This approach benefits the data source owner in many ways.   The data source owner best understands his own data and how it should be used to enrich outside data.  In contrast, the currently common approach of releasing bulk data puts the reputation of the data source at risk due to the incompetence of unknown and unpredictable users of that released data.   It would be safer to never allow the raw source data to leave the data source at all.

I proposed that this could be a strategy for protecting the sensitive information by never releasing the data in the first place.  For example, in a medical record scenario, the health care provider possessing patient records could offer a query-handling services where clinical researchers may submit specific categorizing & summarizing queries selected from a catalog of query services offered by the health care provider.   The health care providers would run the query on his own data systems and return only that relevant matching information after quality-control checking for completeness and no release of privacy-protected data.

Although I haven’t used their services, I noticed that some data providers do offer similar services, such as those offered in Microsoft’s Azure data marketplace.  The data services offer specialized data that they they make available through individual transactions (typically returning one record).   It is possible that the marketplace transaction engine can be available as a commercial product for medical providers.

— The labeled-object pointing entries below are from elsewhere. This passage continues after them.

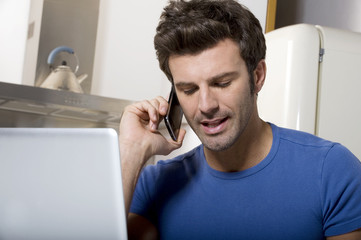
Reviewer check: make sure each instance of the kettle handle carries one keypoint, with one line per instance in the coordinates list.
(59, 49)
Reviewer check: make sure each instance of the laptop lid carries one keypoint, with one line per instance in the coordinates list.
(58, 183)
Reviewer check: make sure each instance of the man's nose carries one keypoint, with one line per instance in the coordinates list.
(208, 102)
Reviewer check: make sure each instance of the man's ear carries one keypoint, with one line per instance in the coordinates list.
(259, 76)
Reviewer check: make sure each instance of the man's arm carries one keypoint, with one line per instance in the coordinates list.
(355, 235)
(139, 140)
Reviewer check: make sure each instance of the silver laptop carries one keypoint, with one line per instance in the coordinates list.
(58, 183)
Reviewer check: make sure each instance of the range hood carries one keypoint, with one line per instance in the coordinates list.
(28, 106)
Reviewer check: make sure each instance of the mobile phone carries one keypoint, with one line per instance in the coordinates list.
(173, 118)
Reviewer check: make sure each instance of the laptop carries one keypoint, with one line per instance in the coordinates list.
(60, 183)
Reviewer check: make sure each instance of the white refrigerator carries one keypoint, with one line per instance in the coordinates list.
(313, 82)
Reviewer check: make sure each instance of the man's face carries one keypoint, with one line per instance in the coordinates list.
(214, 92)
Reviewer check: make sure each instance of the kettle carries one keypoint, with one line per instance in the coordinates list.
(62, 77)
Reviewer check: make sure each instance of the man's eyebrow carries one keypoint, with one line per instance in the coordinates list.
(184, 84)
(223, 75)
(210, 80)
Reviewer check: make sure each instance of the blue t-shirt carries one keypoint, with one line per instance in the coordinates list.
(306, 188)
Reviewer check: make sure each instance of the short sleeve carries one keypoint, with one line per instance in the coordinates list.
(142, 197)
(341, 191)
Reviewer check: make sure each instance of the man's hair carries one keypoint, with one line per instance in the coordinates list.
(190, 27)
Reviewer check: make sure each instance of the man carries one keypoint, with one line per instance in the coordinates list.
(249, 179)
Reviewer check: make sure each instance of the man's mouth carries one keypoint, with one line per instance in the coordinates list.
(214, 126)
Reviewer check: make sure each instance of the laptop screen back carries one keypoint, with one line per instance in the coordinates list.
(58, 183)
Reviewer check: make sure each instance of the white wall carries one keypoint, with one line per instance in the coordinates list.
(343, 14)
(13, 24)
(125, 63)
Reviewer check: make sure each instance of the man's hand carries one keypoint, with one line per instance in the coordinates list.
(139, 139)
(139, 128)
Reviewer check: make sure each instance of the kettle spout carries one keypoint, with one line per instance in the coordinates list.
(81, 78)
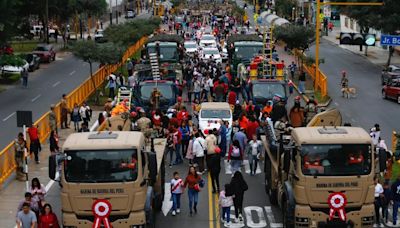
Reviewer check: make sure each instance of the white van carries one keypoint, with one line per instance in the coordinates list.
(211, 113)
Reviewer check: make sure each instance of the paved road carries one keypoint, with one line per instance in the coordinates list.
(368, 107)
(45, 87)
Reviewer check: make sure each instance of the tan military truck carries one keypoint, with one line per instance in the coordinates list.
(113, 166)
(322, 176)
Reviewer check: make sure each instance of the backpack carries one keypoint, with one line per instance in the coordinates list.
(235, 152)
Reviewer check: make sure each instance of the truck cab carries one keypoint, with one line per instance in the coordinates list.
(168, 90)
(311, 165)
(115, 167)
(263, 90)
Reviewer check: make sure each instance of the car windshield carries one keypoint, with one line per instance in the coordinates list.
(41, 48)
(165, 90)
(100, 166)
(215, 114)
(211, 51)
(190, 45)
(336, 159)
(247, 52)
(268, 90)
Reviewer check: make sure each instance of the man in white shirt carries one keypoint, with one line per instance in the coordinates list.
(199, 145)
(377, 203)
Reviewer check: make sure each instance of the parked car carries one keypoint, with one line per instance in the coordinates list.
(33, 61)
(46, 52)
(390, 73)
(392, 90)
(14, 69)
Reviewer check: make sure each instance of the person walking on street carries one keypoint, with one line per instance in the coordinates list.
(53, 119)
(48, 219)
(226, 202)
(235, 156)
(198, 151)
(54, 148)
(26, 218)
(396, 198)
(24, 76)
(254, 152)
(192, 182)
(19, 156)
(64, 112)
(213, 160)
(238, 186)
(76, 116)
(176, 192)
(34, 146)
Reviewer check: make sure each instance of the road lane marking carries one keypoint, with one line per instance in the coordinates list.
(9, 116)
(271, 219)
(56, 84)
(210, 203)
(35, 98)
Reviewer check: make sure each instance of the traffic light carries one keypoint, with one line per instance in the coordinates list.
(357, 39)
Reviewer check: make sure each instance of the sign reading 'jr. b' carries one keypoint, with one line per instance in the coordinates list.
(390, 40)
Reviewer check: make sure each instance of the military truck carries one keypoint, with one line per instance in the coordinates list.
(116, 168)
(169, 49)
(242, 48)
(321, 176)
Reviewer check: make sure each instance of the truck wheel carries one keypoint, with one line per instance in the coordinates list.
(286, 222)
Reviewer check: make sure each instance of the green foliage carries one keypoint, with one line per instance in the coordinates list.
(295, 36)
(128, 33)
(284, 7)
(11, 60)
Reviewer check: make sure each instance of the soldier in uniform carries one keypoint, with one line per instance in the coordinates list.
(155, 98)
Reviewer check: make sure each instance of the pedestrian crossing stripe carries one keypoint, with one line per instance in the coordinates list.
(246, 165)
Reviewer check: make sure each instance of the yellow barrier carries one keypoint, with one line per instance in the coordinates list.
(78, 96)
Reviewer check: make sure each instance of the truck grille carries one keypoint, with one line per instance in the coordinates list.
(112, 218)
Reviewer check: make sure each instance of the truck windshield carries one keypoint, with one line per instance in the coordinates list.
(336, 159)
(215, 114)
(247, 52)
(268, 90)
(166, 91)
(100, 166)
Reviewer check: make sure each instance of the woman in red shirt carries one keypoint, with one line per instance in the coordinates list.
(192, 181)
(48, 219)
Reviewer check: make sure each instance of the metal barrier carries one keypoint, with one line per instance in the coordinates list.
(78, 96)
(320, 79)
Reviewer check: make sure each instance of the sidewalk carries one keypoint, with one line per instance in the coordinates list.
(376, 55)
(14, 192)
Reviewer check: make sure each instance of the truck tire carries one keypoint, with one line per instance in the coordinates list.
(268, 186)
(286, 222)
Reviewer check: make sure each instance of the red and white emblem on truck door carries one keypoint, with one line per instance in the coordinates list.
(337, 201)
(101, 210)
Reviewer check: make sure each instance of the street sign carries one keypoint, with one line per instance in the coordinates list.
(390, 40)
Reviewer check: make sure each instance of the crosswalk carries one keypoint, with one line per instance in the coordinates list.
(245, 166)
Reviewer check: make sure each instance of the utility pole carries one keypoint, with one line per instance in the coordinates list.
(46, 29)
(116, 11)
(110, 12)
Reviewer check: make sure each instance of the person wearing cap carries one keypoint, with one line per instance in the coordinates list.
(108, 107)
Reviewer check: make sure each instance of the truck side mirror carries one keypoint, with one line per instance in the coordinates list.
(152, 166)
(382, 160)
(52, 167)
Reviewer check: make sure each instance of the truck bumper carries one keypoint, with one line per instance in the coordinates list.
(134, 219)
(357, 218)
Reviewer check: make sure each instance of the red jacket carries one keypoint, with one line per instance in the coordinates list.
(251, 129)
(45, 221)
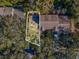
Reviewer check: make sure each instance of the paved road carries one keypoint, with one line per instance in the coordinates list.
(11, 11)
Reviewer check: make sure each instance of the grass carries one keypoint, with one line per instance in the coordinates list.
(5, 3)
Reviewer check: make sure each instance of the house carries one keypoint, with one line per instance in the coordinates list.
(54, 21)
(10, 11)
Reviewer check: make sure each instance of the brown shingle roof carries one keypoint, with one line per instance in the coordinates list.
(54, 21)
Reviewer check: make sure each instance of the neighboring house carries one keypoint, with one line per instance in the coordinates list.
(54, 21)
(4, 11)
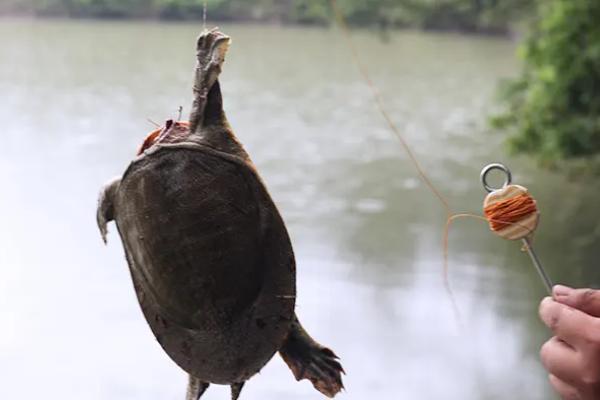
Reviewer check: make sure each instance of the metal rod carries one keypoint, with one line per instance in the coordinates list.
(538, 265)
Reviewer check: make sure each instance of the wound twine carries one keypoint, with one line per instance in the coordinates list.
(510, 211)
(504, 214)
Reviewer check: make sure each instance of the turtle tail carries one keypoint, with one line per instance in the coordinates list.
(309, 360)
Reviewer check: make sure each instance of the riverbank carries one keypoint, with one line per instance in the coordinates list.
(456, 17)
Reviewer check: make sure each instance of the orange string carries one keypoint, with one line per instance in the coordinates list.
(500, 215)
(510, 211)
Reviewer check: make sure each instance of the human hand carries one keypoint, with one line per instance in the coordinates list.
(572, 356)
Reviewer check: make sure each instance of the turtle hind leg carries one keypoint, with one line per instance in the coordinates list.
(236, 389)
(196, 388)
(309, 360)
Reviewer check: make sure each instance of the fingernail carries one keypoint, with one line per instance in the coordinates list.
(561, 291)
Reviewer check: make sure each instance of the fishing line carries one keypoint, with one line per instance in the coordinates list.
(204, 13)
(501, 215)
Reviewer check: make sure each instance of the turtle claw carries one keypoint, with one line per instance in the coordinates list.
(309, 360)
(105, 212)
(323, 371)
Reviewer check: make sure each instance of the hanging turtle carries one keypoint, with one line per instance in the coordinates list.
(210, 258)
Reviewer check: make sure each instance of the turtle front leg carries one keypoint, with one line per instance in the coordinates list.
(309, 360)
(196, 388)
(106, 208)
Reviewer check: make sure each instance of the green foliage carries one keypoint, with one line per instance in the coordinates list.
(464, 15)
(554, 107)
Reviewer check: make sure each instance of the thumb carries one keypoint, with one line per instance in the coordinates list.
(586, 300)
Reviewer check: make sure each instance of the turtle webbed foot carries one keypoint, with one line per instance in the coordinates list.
(309, 360)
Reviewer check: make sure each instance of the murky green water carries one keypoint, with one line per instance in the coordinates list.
(74, 99)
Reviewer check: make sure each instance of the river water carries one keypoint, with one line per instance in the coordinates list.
(74, 102)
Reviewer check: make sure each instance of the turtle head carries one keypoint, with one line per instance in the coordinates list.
(211, 47)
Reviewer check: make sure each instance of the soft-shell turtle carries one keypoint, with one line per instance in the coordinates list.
(210, 258)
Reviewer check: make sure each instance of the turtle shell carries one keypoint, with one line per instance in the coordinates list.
(210, 257)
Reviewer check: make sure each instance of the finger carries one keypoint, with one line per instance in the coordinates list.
(586, 300)
(571, 325)
(566, 391)
(561, 360)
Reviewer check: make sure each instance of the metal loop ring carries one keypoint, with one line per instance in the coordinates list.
(491, 167)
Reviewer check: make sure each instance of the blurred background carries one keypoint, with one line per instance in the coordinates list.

The more common approach in data systems is to build larger data warehouses by negotiating bulk transfers of data from smaller data warehouses.  The data transfers are typically exhaustive so that the source loses any control over how that data is used later.   This approach made sense historically when data storage and processing were expensive.  The data source welcomed the opportunity to release the data to a central data warehouse so it can economize on its primary task of collecting new data.

For enterprise data warehouses, this approach presents no concerns because all of the sub-entities belong to the same enterprise.  A large corporation can assume that it should have access to any information generated within any part of the organization.   Certainly, there may be more carefully controlled access to the larger data warehouse system, but that data warehouse would have access to very detailed data about the enterprise.

The data warehouse technologies are optimized over decades of development to support this approach of data warehouse.   The approach is implicit in the very name data warehouse that this is final resting place for storing all data.  Smaller upstream implementations of same technology are sometimes called Datamarts.

The problem in the health care industry is that there is no fully integrated enterprise that can claim ownership of the broad accumulation of all data relevant to health care.   Distinct enterprises exist for a wide variety of health care providers.  Health care providers are distinct from insurance companies (health care payers), pharmacy dispensaries, pharmaceutical companies, medical device companies, medical clinical researchers, etc.

The enterprise data warehouse model is a poor choice to use for medical industry (in US) because the industry is not integrated into a single enterprise responsible for all of the functions.   However, the enterprise data warehouse technologies (and related big data technologies) are very mature to offer powerful benefits at low cost.   It may be prohibitively expensive to build a whole new technology scheme such as my proposal of data enrichment close to the source, and the result may be less capable than the data warehouse (or data lake) approach.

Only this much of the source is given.